I am currently following the MIT lie algebra notes (for fun, not for h.w.!) and I am stuck on a step in one of the main theorems of the lecture. The notes are found here, https://math.mit.edu/classes/18.745/classnotes.html , and the question is with regards to theorem 6.6 of lecture 6. The theorem is as follows:
Let $\mathfrak{g}$ be a finite-dimensional Lie algebra and π its representation on a finitedimensional vector space V , over an algebraically closed field $\mathbb{F}$ of characteristic 0. Let $\mathfrak{h}$ be a nilpotent subalgebra of $\mathfrak{g}$. Then the following equalities hold.

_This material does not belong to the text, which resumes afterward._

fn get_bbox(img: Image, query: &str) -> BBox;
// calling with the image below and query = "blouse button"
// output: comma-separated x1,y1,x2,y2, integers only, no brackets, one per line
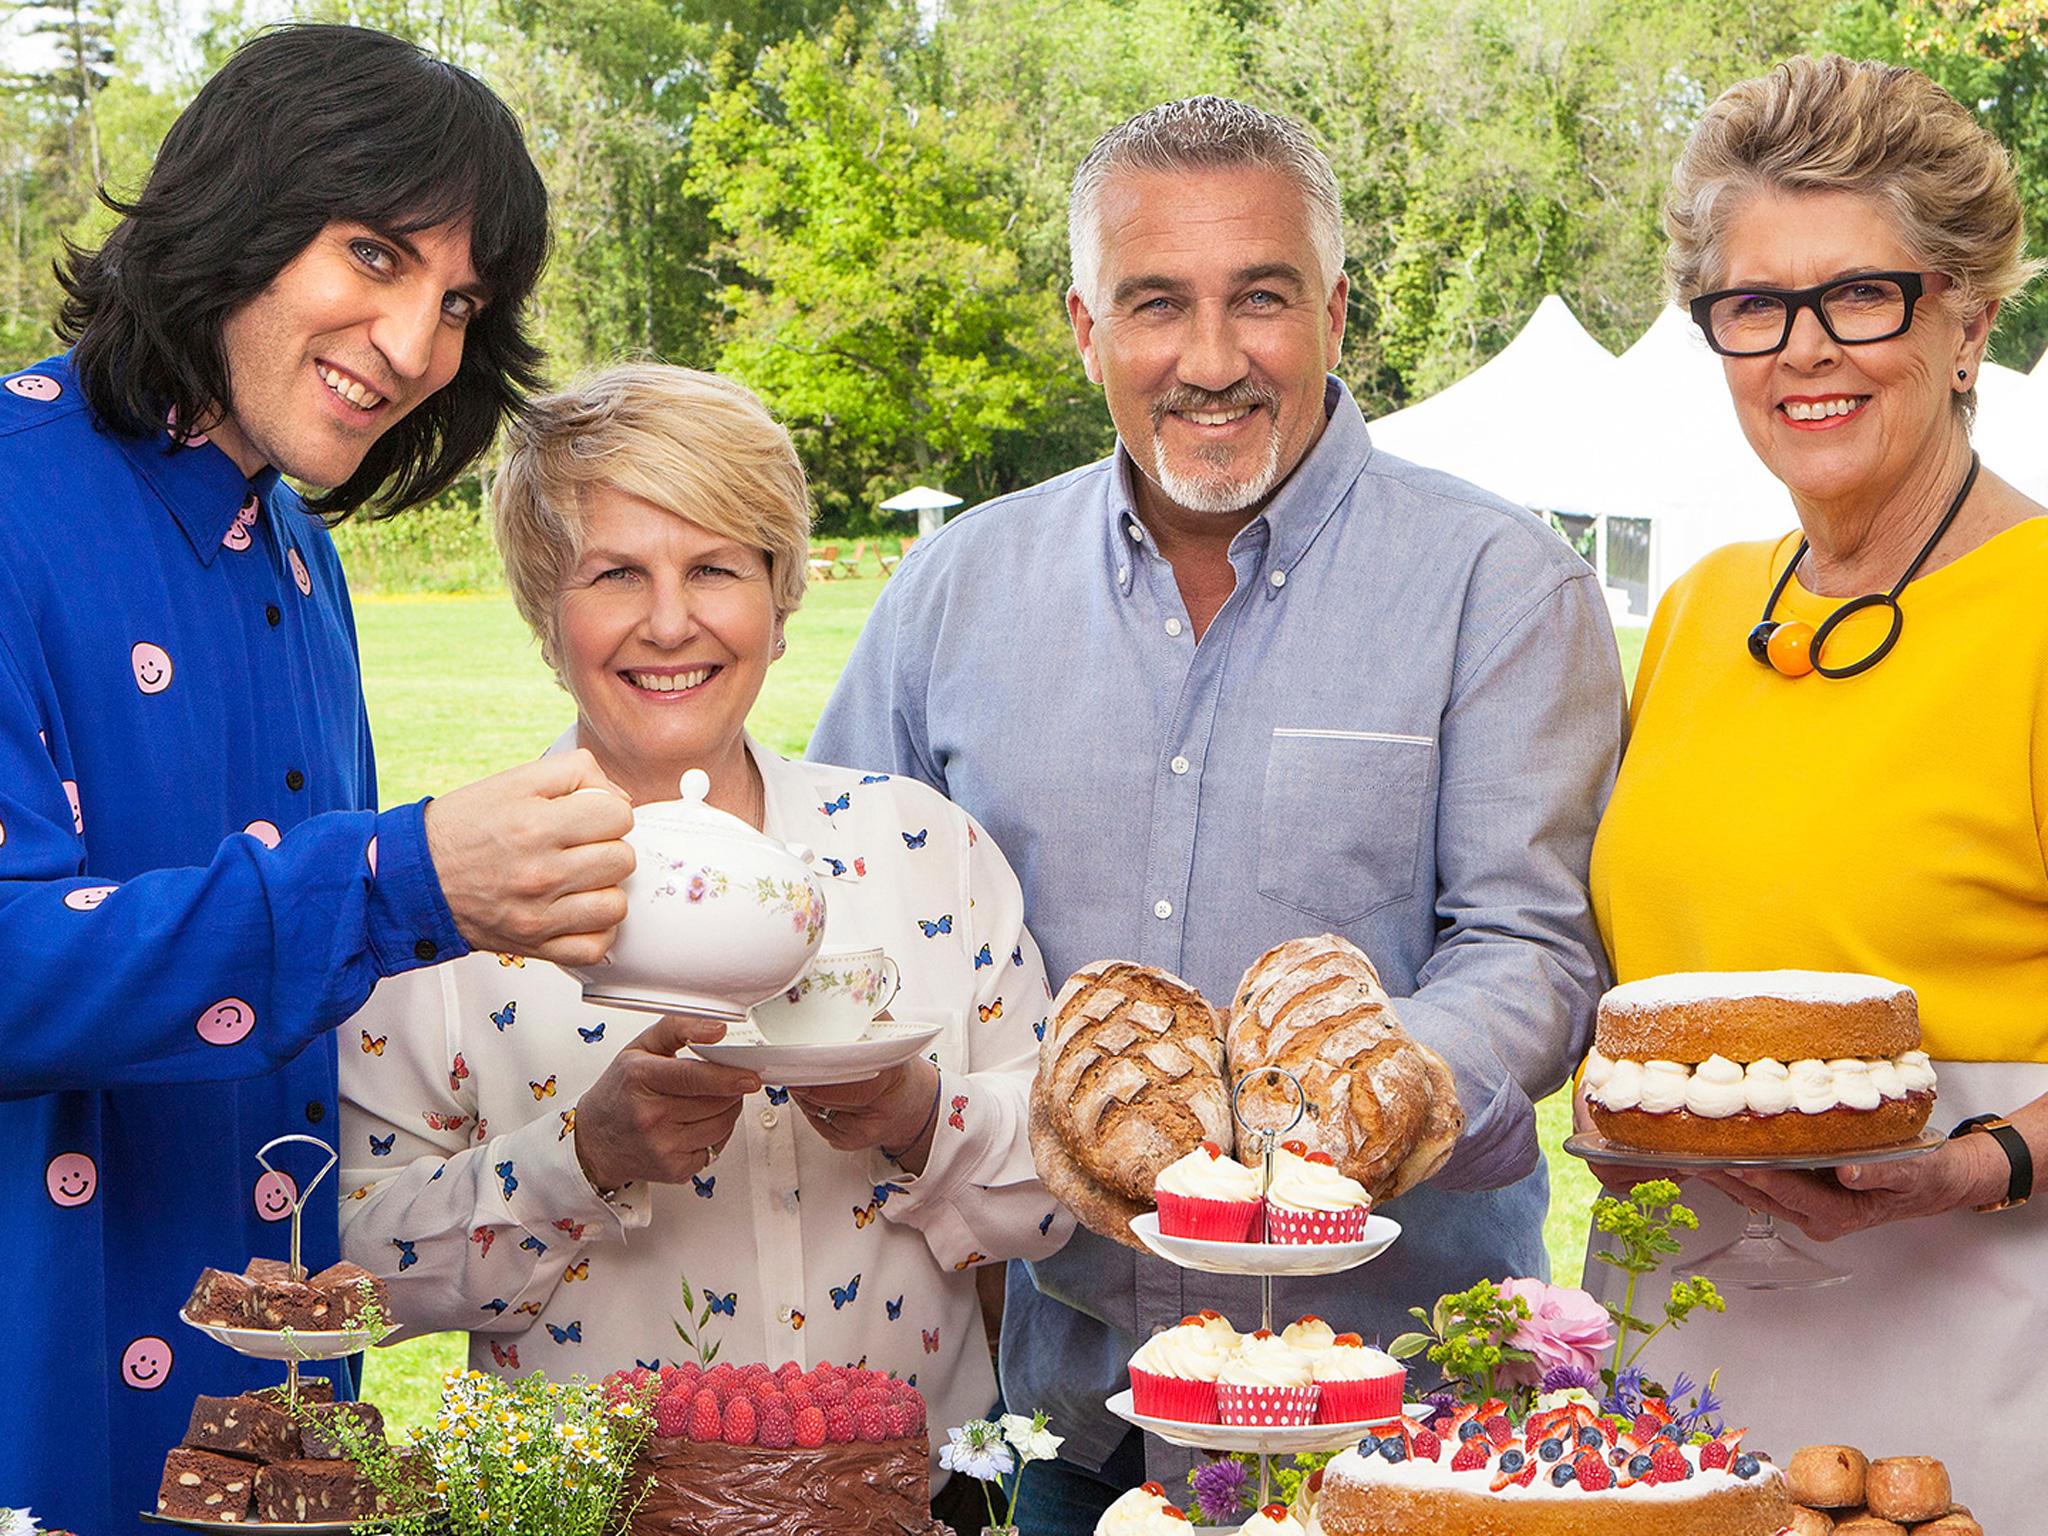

$$V = \bigoplus_{\lambda \in \mathfrak{h}*}V^{\mathfrak{h}}_{\lambda} \ \ \ (2)$$
$$ \pi(\mathfrak{g}^{\mathfrak{h}}_{\alpha}) \ V^{\mathfrak{h}}_{\lambda} \subset V^{\mathfrak{h}}_{\lambda+ \alpha} \ \ \ (3)$$
where $V^{\mathfrak{h}}_{\lambda}$ and $\mathfrak{g}^{\mathfrak{h}}_{\alpha}$ are the generalised weight spaces w.r.t to the rep $\pi$ and the adjoint rep.
The proof of this theorem is given below:
I am stuck on the establishment of (2), I don't get what induction is being done on. Any help would be greatly appreciated!!